Really, I'd change a few details myself, but it seems to me that Apple got the big picture right for this feature.
hmm, voids the need for, "hysteric manual saving disorder, replacing it with an inferior hysteric manual copy disorder" from what I can gleam, though saving rather than copying, before editing, I'd have thought more prone to tears-at-bedtime than power failure.
Bit puzzled about what's actually going on here...though losing an original document to save the possible loss of an edited version is counter-intuitive to how people actually think/work editing stuff. Can imagine a 'collaborative' document could end-up having little or no relation(unintended)to the original.
Edited 2012-08-06 16:39 UTC
To me the best feature is that it's opt-in on the part of apps and that at least Photoshop and some other apps I use a lot don't opt-in. [Yet?] I really find it to be one of the most annoying things I've ever dealt with for content creation - having to now manually remember to revert all changes out of a file before closing the app or window if I actually want to discard them, or having to make duplicates ahead of time just to do temporary operations - otherwise having what are in many cases just tests or throwaway changes on graphics and 3d models overwriting the originals.
Most apps are stable enough to not worry about them suddenly quitting, and most already had a timed autosave that you could use to open the file with the changes that were in progress while leaving the original file alone. Much nicer for how I work.

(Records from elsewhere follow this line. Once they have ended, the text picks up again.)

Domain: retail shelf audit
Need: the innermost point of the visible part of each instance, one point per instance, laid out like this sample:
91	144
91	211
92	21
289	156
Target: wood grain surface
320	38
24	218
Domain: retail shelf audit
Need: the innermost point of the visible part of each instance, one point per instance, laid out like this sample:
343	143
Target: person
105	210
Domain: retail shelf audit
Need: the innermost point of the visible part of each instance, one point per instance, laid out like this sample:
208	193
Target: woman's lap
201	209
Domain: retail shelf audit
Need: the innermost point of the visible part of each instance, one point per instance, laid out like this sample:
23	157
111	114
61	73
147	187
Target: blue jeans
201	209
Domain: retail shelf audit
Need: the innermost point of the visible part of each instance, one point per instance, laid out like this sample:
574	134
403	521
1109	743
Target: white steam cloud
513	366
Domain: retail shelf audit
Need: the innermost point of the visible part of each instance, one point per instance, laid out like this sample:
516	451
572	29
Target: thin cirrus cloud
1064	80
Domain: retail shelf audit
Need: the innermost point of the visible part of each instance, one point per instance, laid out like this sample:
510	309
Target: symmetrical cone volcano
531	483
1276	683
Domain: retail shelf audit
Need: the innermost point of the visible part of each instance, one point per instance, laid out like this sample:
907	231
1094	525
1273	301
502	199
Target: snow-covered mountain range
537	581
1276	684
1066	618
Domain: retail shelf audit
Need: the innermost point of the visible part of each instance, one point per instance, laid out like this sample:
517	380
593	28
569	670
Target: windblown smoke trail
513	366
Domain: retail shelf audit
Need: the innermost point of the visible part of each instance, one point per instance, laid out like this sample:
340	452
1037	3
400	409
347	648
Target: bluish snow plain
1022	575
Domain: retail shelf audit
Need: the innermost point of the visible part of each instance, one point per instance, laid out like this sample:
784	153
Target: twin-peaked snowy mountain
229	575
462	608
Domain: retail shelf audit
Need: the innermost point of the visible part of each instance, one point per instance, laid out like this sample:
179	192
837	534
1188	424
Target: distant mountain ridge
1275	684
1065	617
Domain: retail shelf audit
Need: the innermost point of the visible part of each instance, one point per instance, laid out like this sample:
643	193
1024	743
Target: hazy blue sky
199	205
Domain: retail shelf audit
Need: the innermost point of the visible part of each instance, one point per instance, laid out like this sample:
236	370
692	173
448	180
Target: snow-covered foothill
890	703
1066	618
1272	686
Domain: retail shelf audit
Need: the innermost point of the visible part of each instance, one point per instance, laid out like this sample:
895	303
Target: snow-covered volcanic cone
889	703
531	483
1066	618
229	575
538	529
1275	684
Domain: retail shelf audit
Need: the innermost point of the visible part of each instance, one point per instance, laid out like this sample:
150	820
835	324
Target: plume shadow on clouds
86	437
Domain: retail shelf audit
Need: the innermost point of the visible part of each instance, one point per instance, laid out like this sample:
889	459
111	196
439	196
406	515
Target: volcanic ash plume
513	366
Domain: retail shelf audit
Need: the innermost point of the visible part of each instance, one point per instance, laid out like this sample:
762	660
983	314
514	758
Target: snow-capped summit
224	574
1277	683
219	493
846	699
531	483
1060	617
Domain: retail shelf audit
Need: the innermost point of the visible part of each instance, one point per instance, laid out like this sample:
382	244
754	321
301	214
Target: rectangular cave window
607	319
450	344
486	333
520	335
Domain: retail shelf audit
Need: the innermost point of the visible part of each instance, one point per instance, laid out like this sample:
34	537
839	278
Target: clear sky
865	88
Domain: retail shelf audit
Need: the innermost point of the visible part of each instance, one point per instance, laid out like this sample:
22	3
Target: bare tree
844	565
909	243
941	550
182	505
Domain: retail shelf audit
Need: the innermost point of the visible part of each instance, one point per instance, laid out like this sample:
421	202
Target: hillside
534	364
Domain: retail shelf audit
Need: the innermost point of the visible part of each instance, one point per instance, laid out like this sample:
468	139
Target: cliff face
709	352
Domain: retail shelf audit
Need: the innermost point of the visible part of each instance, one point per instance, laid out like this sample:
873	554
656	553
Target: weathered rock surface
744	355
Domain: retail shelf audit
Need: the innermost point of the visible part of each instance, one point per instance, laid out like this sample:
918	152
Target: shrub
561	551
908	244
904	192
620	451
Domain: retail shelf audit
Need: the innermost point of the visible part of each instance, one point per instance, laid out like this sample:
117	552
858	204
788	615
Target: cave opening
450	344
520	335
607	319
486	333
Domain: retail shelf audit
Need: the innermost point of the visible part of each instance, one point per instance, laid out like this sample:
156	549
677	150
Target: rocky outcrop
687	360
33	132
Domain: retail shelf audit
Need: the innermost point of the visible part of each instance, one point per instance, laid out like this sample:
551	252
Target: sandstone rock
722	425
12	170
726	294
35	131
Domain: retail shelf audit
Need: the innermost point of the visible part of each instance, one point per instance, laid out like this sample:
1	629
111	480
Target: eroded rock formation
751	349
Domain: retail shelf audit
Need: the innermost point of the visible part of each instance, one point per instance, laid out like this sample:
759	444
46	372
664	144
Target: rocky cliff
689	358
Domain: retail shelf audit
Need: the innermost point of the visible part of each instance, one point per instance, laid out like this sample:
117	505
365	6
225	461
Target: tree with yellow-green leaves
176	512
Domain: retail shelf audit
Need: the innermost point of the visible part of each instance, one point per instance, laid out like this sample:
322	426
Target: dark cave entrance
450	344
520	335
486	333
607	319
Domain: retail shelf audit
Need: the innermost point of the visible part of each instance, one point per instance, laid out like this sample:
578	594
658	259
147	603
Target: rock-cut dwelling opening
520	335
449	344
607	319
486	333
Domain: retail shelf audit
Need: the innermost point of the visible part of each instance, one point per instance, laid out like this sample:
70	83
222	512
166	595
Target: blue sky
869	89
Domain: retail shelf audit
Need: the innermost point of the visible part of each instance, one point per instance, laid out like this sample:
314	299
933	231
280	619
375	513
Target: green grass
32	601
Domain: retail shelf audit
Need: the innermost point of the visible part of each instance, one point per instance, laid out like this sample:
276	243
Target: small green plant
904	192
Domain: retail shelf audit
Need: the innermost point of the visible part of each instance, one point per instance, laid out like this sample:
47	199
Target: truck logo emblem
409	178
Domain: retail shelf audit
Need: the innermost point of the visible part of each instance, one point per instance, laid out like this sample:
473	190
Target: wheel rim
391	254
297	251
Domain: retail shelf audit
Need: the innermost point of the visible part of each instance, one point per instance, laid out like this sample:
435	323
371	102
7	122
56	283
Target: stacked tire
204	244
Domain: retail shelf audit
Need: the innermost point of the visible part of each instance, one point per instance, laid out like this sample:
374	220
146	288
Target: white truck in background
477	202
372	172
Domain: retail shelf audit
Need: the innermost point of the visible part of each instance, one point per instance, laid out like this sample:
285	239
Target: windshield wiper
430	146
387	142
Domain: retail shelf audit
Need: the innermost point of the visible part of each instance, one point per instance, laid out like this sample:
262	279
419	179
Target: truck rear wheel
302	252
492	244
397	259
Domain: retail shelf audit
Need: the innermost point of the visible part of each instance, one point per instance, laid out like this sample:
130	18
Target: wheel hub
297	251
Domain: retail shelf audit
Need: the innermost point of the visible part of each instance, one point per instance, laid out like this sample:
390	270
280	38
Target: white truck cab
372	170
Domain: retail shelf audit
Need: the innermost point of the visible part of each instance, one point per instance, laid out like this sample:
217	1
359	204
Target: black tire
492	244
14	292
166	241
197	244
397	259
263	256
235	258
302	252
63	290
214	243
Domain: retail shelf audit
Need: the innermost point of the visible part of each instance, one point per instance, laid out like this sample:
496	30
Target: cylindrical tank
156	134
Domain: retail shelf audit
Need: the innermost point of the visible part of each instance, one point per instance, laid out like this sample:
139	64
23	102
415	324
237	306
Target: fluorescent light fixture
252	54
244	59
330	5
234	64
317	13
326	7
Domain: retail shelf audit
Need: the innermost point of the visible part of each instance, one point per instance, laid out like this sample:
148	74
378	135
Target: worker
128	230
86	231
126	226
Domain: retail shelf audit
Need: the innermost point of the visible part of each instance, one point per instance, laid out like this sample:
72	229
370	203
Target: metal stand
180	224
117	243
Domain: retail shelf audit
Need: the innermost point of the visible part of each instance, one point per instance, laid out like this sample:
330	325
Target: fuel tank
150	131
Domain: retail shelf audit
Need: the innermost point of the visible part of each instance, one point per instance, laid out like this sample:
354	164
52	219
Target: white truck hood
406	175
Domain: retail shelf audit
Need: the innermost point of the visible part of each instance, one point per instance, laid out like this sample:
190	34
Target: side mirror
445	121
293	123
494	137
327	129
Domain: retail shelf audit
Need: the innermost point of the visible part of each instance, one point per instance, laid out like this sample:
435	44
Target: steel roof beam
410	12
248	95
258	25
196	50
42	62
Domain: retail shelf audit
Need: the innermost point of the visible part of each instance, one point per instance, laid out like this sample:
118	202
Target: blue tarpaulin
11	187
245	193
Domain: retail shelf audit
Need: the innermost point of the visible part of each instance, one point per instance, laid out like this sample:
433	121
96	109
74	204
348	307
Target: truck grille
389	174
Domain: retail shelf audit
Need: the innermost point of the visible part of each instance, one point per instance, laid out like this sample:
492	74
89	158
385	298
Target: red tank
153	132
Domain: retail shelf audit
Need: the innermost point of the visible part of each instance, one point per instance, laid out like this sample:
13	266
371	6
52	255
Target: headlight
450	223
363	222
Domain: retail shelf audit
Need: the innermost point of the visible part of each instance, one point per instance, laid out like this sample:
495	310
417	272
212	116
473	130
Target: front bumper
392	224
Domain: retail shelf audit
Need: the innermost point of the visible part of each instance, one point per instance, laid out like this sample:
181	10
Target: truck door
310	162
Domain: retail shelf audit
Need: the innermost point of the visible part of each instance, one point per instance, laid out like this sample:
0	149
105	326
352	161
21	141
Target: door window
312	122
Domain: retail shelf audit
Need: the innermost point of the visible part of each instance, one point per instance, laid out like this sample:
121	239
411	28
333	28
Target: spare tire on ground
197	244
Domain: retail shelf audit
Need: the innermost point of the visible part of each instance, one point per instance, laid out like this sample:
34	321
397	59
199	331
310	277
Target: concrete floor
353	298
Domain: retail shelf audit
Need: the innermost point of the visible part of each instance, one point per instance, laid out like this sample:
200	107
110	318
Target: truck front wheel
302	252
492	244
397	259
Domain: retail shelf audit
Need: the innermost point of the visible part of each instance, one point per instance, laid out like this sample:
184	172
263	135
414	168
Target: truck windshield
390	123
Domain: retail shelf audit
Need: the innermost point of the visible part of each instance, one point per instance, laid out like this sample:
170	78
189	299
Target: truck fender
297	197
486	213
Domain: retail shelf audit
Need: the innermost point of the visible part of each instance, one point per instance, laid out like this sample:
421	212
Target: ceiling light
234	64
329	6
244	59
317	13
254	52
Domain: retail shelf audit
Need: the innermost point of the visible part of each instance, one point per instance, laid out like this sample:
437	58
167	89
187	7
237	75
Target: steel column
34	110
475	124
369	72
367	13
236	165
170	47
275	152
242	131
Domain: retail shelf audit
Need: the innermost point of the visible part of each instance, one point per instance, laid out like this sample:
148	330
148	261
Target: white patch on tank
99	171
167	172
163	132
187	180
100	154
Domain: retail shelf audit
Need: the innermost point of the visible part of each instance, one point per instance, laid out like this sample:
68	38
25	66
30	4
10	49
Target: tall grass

Oh, and as a bonus - DON'T think that autosave will protect you if the app crashes, at least not any more than having timed backup/temp files written out. If the app hasn't autosaved your most recent changes yet, they're lost in case of a crash! Surprise!
It works well in Apple programs. Unfortunately the crashiest and/or most critical programs mostly Office and Matlab ( Netbeans, Eclipse you get used to source control ) don't implement this feature.
This means that one cannot let go of the instinct to save meaning one has to keep two different paradigms in ones head at all times...
Edited 2012-08-06 18:20 UTC
Many people use Save As to construct a template that will be used as a baseline for several other documents. It's such a common practice where I work that nobody thinks twice about doing this.
That practice goes right out the window with this bug. So, how are we to create shared templates that won't get overwritten the first time someone tries to create a new document from a template?
By "Locking" the file. I think this was a feature since Lion. It would auto-lock the file after not being edited for a while, and it would offer you to duplicate the file. I think you can lock / unlock the file at will, but I haven't tried.
But I agree, this is breaking existing workflows. May be good, may be bad.





Member since:
2006-05-30
*le sigh*... all files are now versioned in OS X. If you autosave a bunch of changes, the versions of the previous document is saved. "Save as" is saving the current document under a different name. I've never used "Save as" under any OS to duplicate the functionality that we seem to be having issues with here? Why? Because I religiously hit save (ctrl+s or whatever) every couple of minutes. The current document on disk is the document I'm duplicating. Your usage may vary, obviously.
The issue here is the workflow. It's that people are lazy and rely on apps not crashing and losing your work. Having lived through Acorn, Amiga, Classic Mac OS and Windows 3.1, I don't think anyone should make that assumption. Nothing like watching the OS get a GPF and your work sailing in to the ether.